Article

gPdf vs Puppeteer: when 800 MB of Chromium is the wrong answer

Puppeteer renders any web page to PDF, but you're paying for a headless browser you mostly aren't using. A pragmatic comparison for engineers picking a PDF stack in 2026.

If you Googled “Puppeteer PDF alternative” today and landed here, the question you’re really asking is some flavour of:

“Why does my serverless function cold-start take 2 seconds and use 900 MB of RAM just to print one invoice?”

Puppeteer is a brilliant tool. It’s also massively over-engineered for the job most teams use it for: turning structured data into a predictable PDF. This post is for the team about to ship Puppeteer to production and quietly wondering if there’s a saner option.

We’ll cover where Puppeteer earns its weight, where it doesn’t, and what the actual tradeoff matrix looks like in 2026.

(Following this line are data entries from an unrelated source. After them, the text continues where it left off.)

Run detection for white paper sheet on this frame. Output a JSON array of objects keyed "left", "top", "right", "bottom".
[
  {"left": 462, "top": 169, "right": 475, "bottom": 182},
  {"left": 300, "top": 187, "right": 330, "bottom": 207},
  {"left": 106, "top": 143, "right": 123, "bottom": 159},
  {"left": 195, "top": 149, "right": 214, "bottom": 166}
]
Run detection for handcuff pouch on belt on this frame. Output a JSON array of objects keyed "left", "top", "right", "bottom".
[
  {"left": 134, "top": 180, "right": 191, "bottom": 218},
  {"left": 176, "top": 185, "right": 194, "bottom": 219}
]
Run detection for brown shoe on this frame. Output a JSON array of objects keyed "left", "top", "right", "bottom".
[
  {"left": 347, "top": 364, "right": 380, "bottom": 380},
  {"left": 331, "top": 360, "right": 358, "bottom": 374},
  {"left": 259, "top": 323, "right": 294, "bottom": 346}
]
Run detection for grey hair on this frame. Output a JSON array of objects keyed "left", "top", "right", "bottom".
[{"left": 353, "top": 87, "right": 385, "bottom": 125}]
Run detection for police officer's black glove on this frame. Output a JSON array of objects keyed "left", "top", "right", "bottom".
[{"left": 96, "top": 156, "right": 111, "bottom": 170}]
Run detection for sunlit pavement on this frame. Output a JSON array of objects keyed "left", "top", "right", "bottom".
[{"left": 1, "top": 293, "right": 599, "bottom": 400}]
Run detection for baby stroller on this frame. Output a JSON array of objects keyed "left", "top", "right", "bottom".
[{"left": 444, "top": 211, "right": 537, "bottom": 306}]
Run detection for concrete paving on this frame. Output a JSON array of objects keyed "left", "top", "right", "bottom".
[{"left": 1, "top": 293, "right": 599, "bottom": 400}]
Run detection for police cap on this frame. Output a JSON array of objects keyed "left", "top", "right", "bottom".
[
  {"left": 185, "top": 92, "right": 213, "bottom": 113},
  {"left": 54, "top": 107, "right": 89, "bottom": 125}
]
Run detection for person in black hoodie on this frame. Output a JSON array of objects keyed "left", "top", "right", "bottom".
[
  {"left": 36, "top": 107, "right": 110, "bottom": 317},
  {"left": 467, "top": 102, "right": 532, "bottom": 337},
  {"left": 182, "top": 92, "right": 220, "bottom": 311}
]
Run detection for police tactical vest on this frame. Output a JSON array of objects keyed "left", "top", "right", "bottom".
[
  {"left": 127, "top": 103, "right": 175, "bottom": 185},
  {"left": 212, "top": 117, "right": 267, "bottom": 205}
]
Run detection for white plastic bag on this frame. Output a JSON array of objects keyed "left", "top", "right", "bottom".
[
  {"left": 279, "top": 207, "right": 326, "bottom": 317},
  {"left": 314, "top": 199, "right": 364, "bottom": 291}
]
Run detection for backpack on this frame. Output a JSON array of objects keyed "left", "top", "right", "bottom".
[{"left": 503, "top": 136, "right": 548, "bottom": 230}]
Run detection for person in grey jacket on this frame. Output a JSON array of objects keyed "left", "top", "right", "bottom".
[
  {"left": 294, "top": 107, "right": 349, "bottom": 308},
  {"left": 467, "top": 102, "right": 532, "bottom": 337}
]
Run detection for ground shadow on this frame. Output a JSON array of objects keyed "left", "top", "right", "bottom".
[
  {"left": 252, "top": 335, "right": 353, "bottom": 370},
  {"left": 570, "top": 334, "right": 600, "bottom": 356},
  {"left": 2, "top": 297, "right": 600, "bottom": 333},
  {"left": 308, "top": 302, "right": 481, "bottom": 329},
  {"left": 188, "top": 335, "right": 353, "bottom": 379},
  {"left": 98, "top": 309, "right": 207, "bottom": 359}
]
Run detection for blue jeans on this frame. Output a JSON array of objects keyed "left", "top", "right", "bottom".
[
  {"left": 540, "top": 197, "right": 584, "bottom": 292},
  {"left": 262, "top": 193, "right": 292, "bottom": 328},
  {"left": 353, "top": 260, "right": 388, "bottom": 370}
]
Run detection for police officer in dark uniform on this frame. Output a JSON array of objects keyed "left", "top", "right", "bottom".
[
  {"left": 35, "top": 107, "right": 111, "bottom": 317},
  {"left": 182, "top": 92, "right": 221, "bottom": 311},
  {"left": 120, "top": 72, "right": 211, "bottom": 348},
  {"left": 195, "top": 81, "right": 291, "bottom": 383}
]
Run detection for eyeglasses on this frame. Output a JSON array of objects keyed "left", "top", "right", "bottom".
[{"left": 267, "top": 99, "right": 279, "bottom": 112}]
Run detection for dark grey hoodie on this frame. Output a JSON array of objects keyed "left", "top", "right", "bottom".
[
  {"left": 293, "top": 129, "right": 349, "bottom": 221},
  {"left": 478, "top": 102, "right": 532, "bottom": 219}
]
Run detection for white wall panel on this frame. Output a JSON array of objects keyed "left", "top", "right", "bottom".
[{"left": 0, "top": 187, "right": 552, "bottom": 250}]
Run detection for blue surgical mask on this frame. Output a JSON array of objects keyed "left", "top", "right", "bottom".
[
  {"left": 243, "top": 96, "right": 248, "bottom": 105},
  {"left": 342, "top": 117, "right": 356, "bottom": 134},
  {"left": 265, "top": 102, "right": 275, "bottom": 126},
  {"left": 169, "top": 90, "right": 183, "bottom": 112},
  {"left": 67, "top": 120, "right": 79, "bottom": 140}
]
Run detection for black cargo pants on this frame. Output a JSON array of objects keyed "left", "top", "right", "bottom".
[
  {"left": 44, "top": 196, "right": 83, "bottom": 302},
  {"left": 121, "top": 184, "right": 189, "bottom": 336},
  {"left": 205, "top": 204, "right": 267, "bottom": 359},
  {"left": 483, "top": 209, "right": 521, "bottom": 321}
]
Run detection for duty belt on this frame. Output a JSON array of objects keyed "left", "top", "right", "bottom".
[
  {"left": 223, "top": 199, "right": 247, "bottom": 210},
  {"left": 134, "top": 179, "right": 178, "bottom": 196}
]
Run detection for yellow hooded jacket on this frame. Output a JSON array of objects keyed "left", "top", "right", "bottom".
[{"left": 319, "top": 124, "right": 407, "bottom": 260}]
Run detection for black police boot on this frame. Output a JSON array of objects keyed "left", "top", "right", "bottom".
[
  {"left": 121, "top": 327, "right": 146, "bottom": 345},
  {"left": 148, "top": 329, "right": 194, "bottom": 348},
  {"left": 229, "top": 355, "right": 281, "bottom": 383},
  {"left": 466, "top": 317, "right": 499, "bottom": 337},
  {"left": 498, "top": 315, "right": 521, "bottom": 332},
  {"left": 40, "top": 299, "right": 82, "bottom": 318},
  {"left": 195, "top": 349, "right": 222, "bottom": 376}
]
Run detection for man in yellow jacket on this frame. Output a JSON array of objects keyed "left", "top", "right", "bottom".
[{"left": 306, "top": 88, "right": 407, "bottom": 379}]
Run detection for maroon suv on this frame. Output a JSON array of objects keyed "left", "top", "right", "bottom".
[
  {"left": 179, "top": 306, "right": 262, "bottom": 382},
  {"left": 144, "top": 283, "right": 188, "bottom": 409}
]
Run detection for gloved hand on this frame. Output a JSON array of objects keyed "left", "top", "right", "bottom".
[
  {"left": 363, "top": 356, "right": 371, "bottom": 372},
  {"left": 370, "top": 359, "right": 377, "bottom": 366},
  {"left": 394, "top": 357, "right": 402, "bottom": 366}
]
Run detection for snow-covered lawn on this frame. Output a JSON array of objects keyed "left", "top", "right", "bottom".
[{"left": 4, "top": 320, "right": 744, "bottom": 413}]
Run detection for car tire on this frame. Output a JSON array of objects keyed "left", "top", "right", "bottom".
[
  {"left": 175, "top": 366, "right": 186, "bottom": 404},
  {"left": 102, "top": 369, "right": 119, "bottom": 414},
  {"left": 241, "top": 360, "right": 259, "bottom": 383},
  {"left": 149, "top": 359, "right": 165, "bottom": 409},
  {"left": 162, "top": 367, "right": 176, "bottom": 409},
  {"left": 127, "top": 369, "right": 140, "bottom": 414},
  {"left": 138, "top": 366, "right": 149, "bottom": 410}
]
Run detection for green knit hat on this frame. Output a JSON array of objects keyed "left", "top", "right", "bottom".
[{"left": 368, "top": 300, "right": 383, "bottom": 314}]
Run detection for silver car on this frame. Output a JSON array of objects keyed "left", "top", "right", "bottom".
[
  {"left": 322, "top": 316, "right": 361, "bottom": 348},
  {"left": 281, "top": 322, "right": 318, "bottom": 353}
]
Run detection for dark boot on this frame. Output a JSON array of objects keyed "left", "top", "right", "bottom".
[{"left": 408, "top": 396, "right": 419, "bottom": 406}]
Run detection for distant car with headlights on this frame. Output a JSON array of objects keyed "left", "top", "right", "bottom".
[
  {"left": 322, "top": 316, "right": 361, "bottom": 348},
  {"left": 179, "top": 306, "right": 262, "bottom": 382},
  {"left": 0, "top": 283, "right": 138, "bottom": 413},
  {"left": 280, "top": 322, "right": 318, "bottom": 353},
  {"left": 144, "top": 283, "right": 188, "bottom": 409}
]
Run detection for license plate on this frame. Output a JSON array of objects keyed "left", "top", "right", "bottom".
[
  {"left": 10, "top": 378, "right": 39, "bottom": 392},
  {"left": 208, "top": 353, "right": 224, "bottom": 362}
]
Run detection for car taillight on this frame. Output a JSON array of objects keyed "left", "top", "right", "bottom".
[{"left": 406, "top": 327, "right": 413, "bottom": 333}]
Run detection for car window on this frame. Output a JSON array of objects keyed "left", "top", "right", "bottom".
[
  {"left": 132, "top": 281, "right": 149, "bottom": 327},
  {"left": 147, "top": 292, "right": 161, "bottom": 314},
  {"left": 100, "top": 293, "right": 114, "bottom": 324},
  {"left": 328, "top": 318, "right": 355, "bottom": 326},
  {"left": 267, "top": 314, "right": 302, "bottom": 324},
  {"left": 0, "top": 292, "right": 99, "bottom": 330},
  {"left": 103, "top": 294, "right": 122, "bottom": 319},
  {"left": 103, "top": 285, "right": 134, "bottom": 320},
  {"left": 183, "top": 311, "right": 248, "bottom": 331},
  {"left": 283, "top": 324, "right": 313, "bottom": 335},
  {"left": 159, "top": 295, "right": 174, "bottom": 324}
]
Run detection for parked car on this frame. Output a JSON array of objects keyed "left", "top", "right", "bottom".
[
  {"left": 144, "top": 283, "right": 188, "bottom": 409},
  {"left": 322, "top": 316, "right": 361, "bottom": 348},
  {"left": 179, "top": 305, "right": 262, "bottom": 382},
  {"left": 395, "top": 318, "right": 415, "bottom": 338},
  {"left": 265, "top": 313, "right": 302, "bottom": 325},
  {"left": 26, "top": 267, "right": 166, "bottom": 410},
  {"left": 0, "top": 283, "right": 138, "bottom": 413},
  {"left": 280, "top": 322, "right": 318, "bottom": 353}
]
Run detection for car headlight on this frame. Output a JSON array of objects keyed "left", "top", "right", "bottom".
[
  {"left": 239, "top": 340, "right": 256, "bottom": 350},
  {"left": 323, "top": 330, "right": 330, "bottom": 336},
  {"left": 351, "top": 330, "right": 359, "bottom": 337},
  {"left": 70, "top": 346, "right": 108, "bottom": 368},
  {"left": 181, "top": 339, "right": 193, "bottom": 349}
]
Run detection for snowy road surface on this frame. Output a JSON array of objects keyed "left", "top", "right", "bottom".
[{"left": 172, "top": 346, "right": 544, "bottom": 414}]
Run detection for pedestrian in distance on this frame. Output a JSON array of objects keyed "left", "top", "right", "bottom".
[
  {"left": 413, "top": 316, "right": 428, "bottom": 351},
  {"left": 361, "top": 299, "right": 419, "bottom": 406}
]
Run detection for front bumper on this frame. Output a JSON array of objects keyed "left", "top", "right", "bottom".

What you’re actually shipping with Puppeteer

When you npm install puppeteer, you pull down a roughly 170 MB Chromium build before transitive deps. At runtime, headless Chromium needs 600–900 MB of resident memory for a single page render, and 1–2 seconds of cold-start time to spin the browser. Each render has to:

  1. Boot the browser process (or reuse a pool)
  2. Open a new tab
  3. Navigate to your HTML/URL
  4. Wait for domcontentloaded (and usually for fonts, images, web components)
  5. Run page.pdf() which serialises the painted page through Chromium’s PDF engine
  6. Tear down the tab

This is the whole-web-platform tax. You’re paying it whether your document is a 90-page legal contract with embedded SVG charts, or a one-page shipping label with five lines of text.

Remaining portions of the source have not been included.